Folman needed four years to complete the film, which is an international co-production between Germany, France and Israel, dealing with the Sabra and Shatila massacre from 1982.

The animated documentary entered the competition for the Palme d’Or at the Cannes Festival Film from 2008 and it had received a lot of critical acclaim after its premiere. Yet, the movie lost the prizes during the competition, in spite of the fact that many predicted the opposite.

But “Waltz With Bashir” won six awards of the Israeli Film Academy, among which the Best Picture. Featured in the 46th New York Film Festival, the movie had its premiere in the United States on October 2, 2008. Set as an entry for Best Animated Feature, Best Foreign Language Film at the Academy Awards from February, “Waltz With Bashir” represents a historic picture of an important real event.

Folman somehow connected the movie to the experience he had been going through in 1982, at only 19 years old, when he was sent as an infantry soldier in the Israeli Defense Forces. Two years ago, he met a friend from back then, who told him about the nightmares he had about the period of the Lebanon War.

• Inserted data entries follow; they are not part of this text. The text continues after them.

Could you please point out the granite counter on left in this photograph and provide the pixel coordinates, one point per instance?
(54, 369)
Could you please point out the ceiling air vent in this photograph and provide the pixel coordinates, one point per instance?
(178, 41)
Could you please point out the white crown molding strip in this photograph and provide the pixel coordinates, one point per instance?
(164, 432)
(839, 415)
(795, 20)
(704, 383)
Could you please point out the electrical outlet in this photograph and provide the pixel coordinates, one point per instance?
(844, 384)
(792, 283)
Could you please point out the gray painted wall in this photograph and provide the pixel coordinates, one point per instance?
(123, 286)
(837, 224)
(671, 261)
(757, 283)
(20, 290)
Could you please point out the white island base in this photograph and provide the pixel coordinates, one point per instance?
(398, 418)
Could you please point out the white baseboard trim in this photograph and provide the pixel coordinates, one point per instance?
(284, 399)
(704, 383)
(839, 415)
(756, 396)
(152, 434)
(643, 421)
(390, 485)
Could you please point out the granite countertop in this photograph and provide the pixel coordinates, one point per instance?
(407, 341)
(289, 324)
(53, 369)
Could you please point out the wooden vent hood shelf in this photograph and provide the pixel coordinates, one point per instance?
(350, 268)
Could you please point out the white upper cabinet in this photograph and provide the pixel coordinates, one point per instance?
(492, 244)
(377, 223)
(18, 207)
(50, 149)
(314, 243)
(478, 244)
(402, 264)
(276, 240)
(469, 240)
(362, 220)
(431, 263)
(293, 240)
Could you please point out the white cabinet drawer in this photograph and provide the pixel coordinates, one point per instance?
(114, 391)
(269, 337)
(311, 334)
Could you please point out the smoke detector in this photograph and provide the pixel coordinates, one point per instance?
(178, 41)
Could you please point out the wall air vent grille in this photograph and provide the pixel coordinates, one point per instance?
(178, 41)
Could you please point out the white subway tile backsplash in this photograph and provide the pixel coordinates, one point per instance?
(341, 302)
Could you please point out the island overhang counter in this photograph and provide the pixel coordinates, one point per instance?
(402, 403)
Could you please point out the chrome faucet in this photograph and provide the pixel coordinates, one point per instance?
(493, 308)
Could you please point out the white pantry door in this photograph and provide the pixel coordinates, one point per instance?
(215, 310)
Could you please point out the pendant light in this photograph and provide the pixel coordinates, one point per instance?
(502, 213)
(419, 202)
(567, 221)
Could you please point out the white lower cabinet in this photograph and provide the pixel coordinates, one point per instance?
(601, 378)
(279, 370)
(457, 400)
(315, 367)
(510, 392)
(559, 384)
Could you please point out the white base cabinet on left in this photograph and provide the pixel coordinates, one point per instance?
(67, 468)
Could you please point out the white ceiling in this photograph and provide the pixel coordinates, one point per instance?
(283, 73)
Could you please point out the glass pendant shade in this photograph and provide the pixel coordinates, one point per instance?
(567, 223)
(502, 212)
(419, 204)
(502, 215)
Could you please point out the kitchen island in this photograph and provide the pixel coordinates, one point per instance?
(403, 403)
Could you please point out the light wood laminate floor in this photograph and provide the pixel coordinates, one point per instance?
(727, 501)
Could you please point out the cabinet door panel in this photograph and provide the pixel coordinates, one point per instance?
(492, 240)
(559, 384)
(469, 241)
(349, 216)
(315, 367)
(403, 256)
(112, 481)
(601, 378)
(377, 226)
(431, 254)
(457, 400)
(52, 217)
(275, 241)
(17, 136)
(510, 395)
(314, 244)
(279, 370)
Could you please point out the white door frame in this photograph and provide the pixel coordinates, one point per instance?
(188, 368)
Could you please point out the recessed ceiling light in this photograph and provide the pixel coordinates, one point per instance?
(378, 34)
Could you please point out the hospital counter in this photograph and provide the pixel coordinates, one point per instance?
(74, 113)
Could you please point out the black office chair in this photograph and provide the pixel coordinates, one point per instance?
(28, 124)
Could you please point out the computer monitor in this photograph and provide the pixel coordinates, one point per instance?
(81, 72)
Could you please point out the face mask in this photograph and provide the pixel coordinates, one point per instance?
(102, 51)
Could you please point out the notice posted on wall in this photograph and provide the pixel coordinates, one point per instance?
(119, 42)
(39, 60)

The movie so tells the story of Folman, who doesn’t seem to remember anything his friend tells him, but has a vision about the night when the Sabra and Shatila massacre took place. From this moment, “Waltz With Bashir” goes on by representing Folman’s discussions with friends, a psychologist and the reporter Ron Ben-Yishai who was in Beirut at the same time.

The title of the movie represents a picture Folam describes as being the commander of his infantry unit at the time, who takes a heavy machine gun and starts to dance an incredible waltz under the posters of Bashir Gemayel.